Site internet : www.echr.coe.int/echr
La Convention de sauvegarde des Droits de l’Homme et des Libertés fondamentales a été élaborée au sein du Conseil de l’Europe. Ouverte à la signature à Rome le 4 novembre 1950, elle est entrée en vigueur en septembre 1953.
La Convention consacrait, d’une part, une série de droits et libertés et organisait, d’autre part, un mécanisme visant à garantir le respect par les Etats des obligations contractées par eux. Trois institutions se partageaient la responsabilité de ce contrôle : la Commission européenne des Droits de l’Homme, la Cour européenne des Droits de l’Homme et le Comité des Ministres du Conseil de l’Europe, composé des ministres des Affaires étrangères des Etats membres ou de leurs représentants.

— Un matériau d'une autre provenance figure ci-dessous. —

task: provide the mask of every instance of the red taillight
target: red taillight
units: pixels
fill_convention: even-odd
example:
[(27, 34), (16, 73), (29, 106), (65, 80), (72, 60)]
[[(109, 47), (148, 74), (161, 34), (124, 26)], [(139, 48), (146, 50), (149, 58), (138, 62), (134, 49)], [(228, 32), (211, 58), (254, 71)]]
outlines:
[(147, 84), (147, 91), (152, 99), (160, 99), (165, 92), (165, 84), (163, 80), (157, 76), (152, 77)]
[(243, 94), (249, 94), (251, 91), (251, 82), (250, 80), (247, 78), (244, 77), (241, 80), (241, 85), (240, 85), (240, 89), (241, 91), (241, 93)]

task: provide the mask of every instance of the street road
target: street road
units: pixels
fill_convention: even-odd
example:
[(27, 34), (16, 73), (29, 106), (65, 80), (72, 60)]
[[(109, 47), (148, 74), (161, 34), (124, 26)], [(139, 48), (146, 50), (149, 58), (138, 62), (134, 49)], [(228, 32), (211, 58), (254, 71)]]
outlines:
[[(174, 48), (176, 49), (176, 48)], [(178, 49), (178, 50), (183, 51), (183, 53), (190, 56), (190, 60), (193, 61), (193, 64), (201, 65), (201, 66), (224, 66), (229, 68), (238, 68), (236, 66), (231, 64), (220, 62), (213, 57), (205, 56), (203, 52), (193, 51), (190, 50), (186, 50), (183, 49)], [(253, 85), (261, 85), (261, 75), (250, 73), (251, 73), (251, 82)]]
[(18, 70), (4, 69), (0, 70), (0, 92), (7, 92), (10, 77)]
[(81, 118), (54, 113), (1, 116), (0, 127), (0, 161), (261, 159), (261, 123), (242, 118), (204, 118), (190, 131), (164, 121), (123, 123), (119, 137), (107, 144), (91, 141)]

Depuis lors, le mécanisme de contrôle des droits garantis par la Convention a été modifié à plusieurs reprises. Il a en particulier fait l’objet d’une profonde réforme par le Protocole n°11, adopté en 1994 et entré en vigueur le 1er novembre 1998. La Commission européenne des droits de l’homme a alors disparu. Le pouvoir décisionnel du Comité des Ministres dans le traitement des requêtes fut concomitamment supprimé. Et une nouvelle Cour siégeant à plein temps a été instituée, devant laquelle tout requérant individuel s’est vu ouvert le droit de soumettre directement sa cause.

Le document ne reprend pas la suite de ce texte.